The COP30 UN Climate Change Conference may be convening in Brazil this month but that doesn’t stop our students from getting involved. A series of climate survivor testimonials taken by Department of Writing students Ashley Ciambrelli, Raamin Hamid and Fernanda Solorza are running in the UK’s Guardian media outlet this month as part of a partnership with the Climate Disaster Project.
“This is an unprecedented career-defining opportunity for undergraduate students to have their classroom research reach a global audience with one of the most prestigious news media outlets in the world,” says CDP founder Sean Holman. “We’re training students to work on the frontlines of climate change — which is changing from a future threat to a lived experience. And this ongoing partnership with The Guardian represents the importance of those skills.”
Writing student Raamin Hamid (photo: Gouchen Wang)
Learning from traumatic experiences
Raamin Hamid captured Ruchira Gupta’s harrowing account of surviving a devastating 2005 flood in India and Ryan Kirkham’s experience with the 2023 Maui fires. Fernanda Solorza spoke with Peruvian mountain guide Saúl Luciano Lliuya about his landmark lawsuit against German energy firm RWE and its role in increasing glacial melt. And Ashley Ciambrelli connected with Jaguar Identification Project founder Abbie Martin about the impact of fires in Brazil’s Pantanal region in 2020, which killed at least 17 million animals and burned 27% of the vegetation cover. Find out what this opportunity meant to our students in this blog story about their experiences.
“Until [I got involved with] the Climate Disaster Project, I never realized that the majority of our planet’s population has experienced a climate disaster — whether they know it or not,” says Hamid, who was moved by Gupta’s experience with the flood that killed over 900 people. “The effects of a climate disaster can vary on a very long scale, and it is important to bring those effects to light to cultivate community and encourage action.”
As an international student from Mexico, Solorza’s account of Lliuya’s lawsuit was especially meaningful. “I was determined to write his story with care, and the more I wrote, the more I could see the struggles of my own people and country through him,” she says. “I hope that readers will engage with Saúl’s testimony and reflect on whose voices are often left out of global climate conversations, even when they bear the heaviest consequences of the crisis.”
Ciambrelli feels that this experience has changed how she sees the world. “Hearing these stories firsthand helped me learn that numbers only tell part of the story, and that hearing human experiences makes it real,” she says. “We are all vulnerable to the effects of the climate crisis. After conducting these interviews, I realize we all play a part in these events, and each of us has something to contribute to make a difference.”

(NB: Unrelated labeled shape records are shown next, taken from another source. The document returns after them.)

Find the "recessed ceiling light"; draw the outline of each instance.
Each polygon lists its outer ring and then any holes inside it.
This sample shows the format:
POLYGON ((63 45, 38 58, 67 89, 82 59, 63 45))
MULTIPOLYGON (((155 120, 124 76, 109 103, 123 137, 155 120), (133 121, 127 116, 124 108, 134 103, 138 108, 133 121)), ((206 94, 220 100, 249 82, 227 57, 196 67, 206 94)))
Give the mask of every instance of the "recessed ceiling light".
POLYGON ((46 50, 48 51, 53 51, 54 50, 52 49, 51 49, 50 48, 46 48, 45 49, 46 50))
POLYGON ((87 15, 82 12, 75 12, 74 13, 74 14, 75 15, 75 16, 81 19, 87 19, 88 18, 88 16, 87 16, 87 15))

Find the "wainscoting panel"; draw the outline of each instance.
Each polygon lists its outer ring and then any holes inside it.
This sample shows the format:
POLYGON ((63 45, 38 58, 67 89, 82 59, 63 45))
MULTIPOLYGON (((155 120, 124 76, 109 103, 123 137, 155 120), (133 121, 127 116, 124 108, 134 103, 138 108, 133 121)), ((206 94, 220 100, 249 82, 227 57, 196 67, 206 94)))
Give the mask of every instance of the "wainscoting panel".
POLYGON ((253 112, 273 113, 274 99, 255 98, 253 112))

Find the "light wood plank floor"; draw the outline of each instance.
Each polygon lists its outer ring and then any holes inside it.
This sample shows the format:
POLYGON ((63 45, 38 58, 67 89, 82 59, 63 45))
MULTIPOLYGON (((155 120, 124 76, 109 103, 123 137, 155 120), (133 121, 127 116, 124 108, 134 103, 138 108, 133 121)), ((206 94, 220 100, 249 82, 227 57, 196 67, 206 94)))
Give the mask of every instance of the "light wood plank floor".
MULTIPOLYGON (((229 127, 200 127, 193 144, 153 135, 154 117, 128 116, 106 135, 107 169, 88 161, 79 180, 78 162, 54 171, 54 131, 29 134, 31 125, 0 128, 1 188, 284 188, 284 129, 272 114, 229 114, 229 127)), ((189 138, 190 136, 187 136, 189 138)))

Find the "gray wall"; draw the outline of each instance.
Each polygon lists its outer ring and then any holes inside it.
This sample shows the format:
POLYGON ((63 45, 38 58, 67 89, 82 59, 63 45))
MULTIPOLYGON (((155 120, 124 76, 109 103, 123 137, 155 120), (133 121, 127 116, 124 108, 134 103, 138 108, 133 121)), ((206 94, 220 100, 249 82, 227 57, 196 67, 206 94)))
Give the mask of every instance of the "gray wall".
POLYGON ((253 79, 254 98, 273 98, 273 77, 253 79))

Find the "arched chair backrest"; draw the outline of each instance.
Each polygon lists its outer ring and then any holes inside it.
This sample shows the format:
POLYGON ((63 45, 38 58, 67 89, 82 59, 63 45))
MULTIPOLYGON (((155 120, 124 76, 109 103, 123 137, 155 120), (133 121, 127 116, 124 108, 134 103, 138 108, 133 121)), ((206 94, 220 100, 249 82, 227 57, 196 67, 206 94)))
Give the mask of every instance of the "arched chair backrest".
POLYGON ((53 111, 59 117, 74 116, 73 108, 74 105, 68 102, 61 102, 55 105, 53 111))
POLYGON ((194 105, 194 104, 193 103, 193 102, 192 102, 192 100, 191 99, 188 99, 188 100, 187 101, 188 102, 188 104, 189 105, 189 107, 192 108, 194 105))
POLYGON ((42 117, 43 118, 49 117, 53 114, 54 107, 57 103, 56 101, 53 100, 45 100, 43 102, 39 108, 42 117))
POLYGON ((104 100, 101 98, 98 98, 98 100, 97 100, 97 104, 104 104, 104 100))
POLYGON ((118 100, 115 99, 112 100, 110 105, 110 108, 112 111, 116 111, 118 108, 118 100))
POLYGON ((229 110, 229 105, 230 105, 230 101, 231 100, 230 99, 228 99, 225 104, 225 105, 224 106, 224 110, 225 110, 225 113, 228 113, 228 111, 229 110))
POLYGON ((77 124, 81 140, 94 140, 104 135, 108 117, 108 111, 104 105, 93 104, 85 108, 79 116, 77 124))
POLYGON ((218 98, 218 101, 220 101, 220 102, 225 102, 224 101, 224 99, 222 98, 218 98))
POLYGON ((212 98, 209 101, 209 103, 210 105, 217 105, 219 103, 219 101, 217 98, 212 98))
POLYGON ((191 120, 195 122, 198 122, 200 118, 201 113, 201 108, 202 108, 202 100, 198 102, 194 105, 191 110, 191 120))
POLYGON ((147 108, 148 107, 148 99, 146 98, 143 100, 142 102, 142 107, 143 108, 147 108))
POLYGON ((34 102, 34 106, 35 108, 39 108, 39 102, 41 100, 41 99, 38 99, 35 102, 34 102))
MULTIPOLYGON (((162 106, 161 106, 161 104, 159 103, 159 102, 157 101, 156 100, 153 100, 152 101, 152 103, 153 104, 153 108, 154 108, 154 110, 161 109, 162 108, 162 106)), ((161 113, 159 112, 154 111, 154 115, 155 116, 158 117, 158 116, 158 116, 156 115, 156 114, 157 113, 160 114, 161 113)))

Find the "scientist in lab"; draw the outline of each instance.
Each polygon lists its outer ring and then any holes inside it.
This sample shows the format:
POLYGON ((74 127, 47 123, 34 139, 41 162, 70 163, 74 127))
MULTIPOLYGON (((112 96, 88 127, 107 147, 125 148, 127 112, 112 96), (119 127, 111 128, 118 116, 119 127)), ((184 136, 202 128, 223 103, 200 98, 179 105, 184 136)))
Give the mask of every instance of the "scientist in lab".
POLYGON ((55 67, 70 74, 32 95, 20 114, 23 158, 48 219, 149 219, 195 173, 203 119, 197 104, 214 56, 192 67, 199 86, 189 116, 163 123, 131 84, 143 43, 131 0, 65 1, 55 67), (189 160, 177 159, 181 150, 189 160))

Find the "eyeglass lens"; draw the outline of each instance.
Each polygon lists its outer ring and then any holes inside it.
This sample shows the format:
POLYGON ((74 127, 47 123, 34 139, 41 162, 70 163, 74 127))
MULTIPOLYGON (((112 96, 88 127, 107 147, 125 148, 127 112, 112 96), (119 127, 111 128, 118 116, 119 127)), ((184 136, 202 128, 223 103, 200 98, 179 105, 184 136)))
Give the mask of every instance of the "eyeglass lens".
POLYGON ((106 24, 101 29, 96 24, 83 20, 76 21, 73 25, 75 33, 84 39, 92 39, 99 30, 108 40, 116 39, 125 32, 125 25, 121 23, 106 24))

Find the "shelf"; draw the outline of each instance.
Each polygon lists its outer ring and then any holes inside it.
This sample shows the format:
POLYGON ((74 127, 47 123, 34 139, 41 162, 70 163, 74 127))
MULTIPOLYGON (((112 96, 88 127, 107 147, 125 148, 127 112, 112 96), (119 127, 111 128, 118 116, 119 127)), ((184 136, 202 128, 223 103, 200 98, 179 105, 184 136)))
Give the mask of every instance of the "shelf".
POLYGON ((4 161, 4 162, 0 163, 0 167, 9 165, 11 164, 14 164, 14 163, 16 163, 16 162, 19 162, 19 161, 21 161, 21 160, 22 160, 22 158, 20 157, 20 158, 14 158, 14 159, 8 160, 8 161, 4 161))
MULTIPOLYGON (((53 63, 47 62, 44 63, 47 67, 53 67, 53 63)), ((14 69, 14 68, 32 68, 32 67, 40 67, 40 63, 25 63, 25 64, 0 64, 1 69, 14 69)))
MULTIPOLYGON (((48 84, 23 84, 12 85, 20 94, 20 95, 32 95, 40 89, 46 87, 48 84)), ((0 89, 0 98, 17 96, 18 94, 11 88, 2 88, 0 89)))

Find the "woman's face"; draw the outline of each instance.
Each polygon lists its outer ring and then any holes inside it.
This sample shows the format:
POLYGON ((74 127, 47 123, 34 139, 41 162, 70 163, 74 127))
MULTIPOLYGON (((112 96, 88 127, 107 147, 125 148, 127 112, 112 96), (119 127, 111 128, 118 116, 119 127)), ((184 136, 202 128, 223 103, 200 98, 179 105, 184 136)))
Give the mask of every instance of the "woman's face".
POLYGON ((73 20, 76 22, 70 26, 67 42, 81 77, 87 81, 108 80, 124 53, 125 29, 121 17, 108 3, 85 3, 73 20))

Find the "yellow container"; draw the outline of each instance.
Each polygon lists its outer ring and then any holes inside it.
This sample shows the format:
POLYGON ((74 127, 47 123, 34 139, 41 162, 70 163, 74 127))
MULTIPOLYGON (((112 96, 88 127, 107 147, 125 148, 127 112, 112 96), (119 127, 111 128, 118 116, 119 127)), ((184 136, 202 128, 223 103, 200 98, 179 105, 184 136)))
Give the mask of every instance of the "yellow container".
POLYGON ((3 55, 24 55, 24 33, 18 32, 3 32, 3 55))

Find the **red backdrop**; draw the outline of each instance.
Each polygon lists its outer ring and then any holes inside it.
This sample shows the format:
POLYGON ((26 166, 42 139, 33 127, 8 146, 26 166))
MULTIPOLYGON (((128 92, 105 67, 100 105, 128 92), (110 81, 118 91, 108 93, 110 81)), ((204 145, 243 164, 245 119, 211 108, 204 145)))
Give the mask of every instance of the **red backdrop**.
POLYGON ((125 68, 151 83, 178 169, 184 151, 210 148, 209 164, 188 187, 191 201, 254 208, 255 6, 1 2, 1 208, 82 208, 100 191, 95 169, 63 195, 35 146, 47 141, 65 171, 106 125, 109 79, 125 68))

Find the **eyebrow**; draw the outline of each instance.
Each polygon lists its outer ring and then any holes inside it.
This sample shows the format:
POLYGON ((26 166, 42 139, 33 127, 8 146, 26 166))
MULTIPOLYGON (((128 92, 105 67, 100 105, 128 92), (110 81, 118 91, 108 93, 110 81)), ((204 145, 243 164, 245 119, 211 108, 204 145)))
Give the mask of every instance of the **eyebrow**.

Writing student Ashley Ciambrelli (photo: Chad Hipolito)
A new kind of journalism
Ciambrelli feels the trauma-informed perspective of the Climate Disaster Project had a real impact on her writing. “Part of our process was re-learning how to use empathy to connect with our storytellers,” she explains. “It sounds simple, but being able to trust and support each other throughout such a vulnerable storytelling process was crucial to this project’s success. Practising empathy is a lesson I will carry forward in both my writing and my life.”
Similarly, Solorza says her CDP training will impact her work going forward. “I’ve learned the importance of holding people’s stories gently. Stories are people, and people are stories. By getting to know someone, asking questions and listening, they share a vulnerable part of themselves that must be held with care. The CDP taught me that gentleness in storytelling is collaboration, not extraction. I’ll carry that forward into all my future writing.”
Hamid also realizes how unique the CDP training is when it comes to treating people’s personal stories with the utmost care and empathy. “In my future writing, I will never compromise on the amount of care which the CDP has taught me to handle my stories with.”
Writing student Fernanda Solorza (photo: Chad Hipolito)
A rare opportunity for students
All agree that having their work published by such an internationally respected media outlet is a rare opportunity. “The Guardian is a source I’ve always respected and admired as a young journalist, so being featured by them is an honour,” says Ciambrelli. “It inspires me as a writer to see what else I can accomplish when I set my mind to it. I hope this also inspires other young writers to take chances.”
Solorza describes this as “both an honour and responsibility . . . . I hope readers will reflect on those whose voices are often left out of global climate conversations, even when they bear the heaviest consequences of the crisis.” And Hamid says the whole opportunity has been extremely rewarding. “It doesn’t feel real! I never thought that I would get such a prestigious opportunity.”
For Holman, the ongoing partnership with The Guardian is an essential part of the Climate Disaster Project’s work.
“People who have lived through climate disaster today have the knowledge needed to help us survive a warmer tomorrow — but too often their knowledge isn’t shared and their experiences are forgotten,” he says. “That’s why the kind of work our students is doing with The Guardian is so important.”